Encoding 24 bits (3 bytes) of data, takes 4 characters in Base64 (4 * 6 bits = 24 bits). If the data is not a multiple of 3 bytes, we have to append zero-bytes (i.e. 00000000) until it is (at most we have to append 2 such bytes). Afterwards, we split the data into 3-byte chunks, to get a sequence of so-called quanta and proceed by encoding each quantum as follows.

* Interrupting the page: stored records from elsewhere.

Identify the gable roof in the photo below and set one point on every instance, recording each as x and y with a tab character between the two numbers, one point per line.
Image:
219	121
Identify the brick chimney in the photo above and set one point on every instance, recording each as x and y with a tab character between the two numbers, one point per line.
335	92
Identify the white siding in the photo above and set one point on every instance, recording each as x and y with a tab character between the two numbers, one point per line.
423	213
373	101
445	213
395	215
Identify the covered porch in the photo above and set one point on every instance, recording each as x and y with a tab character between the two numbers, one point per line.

Encoding some data with up to 3 bytes looks like this:

Data (# bytes) + zero-bytes Base64 with padding
(0)
00000100 (1) + 0000000000000000 BAAA BA==
0000010000010000 (2) + 00000000 BBAA BBA=
000001000001000001000001 (3) BBBB BBBB

The number of characters at the end of the Base64 string to replace with the padding character (=) can be calculated as follows for a data with n bytes:

$c = n \quad \text{mod} \quad 3 \quad \text{where} \quad n \in \mathbb{N}$

The number of required value bits v and padding bits p are easy to calculate for a given number of data bits n:

$v = \lceil{n/6} \rceil \cdot 6 \quad \text{where} \quad n \in \mathbb{N}$ $p = \lceil{v/24} \rceil \cdot 24 - v$

Note, that 24 is the smallest common multiple of 6 and 8.

## Observations

• Base64 strings are invalid (i.e., cannot be decoded) if they contain any characters outside the alphabet given above.
• Due to the padding, the length (number of characters) in valid Base64 strings is always divisible by 4. Therefore, Base64 strings are also invalid, if this is not the case.
• Base64 is of course fully reversible: decode64(encode64(d)) = d for some arbitrary data d with n >= 0 bytes. Therefore, libraries usually provide an encode and a decode function.